The Square est un véritable tableau de la société nordique actuelle, et plus largement du modèle occidental. Le film réussit à rendre, dans toute sa complexité, le rapport qu'entretient la classe au pouvoir avec la réalité sociale. La critique de l'art contemporain n'est qu'un biais utilisé par Ruben Östlund pour révéler avec nuances les impasses sociétales dans lesquelles nous nous trouvons.
La première, la plus explicite, est celle de l'érosion de la confiance entre individus. Ou, plus précisément, la montée d'une peur sociale nourrie par la rupture de tous liens entre groupes sociaux et entretenue par les fantasmes et le sensationnalisme. Cette peur est exposée et transmise tout au long du film, notamment dans la scène du vol.

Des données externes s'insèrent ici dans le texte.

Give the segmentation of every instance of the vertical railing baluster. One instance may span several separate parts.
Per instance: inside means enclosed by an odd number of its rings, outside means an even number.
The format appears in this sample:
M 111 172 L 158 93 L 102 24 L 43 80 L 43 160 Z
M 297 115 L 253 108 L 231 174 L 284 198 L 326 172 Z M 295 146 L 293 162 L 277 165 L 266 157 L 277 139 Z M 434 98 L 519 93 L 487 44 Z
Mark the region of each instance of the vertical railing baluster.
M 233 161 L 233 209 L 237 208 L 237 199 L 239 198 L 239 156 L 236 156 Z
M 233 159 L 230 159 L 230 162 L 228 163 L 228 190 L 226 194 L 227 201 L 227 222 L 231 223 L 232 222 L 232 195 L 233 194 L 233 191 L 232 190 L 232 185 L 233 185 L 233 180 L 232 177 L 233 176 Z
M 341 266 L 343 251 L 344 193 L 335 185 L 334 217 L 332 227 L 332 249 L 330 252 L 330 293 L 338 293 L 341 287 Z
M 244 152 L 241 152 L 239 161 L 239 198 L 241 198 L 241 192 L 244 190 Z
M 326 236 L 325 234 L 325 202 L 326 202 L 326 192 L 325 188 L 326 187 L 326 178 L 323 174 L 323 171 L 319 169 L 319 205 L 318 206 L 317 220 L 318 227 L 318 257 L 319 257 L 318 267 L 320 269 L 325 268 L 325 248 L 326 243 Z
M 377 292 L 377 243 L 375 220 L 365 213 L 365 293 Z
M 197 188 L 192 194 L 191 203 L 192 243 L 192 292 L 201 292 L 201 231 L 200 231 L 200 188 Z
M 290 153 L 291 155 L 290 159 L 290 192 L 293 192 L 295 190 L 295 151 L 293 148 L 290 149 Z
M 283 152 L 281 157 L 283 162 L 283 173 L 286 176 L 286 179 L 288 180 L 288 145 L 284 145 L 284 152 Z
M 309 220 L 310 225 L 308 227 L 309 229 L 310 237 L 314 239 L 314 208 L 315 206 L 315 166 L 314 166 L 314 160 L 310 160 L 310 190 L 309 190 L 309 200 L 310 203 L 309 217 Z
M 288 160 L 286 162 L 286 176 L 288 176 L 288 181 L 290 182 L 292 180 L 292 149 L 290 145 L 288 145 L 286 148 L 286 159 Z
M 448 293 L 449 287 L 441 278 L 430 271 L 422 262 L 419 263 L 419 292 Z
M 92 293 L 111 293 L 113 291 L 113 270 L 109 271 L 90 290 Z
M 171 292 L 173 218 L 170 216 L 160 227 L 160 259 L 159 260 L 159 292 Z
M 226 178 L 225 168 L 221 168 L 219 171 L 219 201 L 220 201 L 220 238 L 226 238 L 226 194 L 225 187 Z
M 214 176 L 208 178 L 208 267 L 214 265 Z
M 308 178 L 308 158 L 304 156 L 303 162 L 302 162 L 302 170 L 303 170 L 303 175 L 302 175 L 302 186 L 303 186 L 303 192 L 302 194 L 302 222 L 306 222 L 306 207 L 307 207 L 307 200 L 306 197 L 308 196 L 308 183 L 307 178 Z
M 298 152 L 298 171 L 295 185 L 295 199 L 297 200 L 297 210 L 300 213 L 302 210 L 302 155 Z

La deuxième est celle de la victoire du clivage manichéen qui est celui du politiquement correct, clivage qui a remplacé l'échelle nuancée et encadrée de la liberté d'expression. Les personnages se retrouvent ainsi obligés d'adopter une posture radicale, poussés par la recherche – très moderne – de la polémique. L'impolitiquement correct devient alors une posture, mieux perçue socialement qu'une modération non-définie qui dérange. Le passage de l'un à l'autre se faisant dans la violence, médiatique (comme lors de la conférence de presse) ou physique (comme dans la scène de l'homme-singe).
La troisième est celle du déni de l'attraction, des attributs et des responsabilités du pouvoir. Les dominants de la société, en proie à la peur précédemment évoquée, refusent d'assumer la place qu'ils occupent pourtant dans les faits. Et c'est là que se développe la plus grande critique du film, celle de la disparition de l'autorité du fort, remplacée par celle de la colère, de l'argent ou du plus grand nombre.
Alors non, The Square n'est pas un chef-d'oeuvre, mais bel et bien une œuvre de génie. Y est transmise une analyse fine au moyen d'une réalisation rythmée qui laisse un effet époustouflant. Cependant, le film s'adresse probablement à un public réduit dont le jury cannois forme l'archétype. De plus, il s'inscrit dans une époque et un milieu particuliers et ne pourrait sûrement pas être compris par mes grands-parents, et je n'espère pas par mes petits-enfants. En ce sens, The Square est une véritable œuvre d'art contemporaine.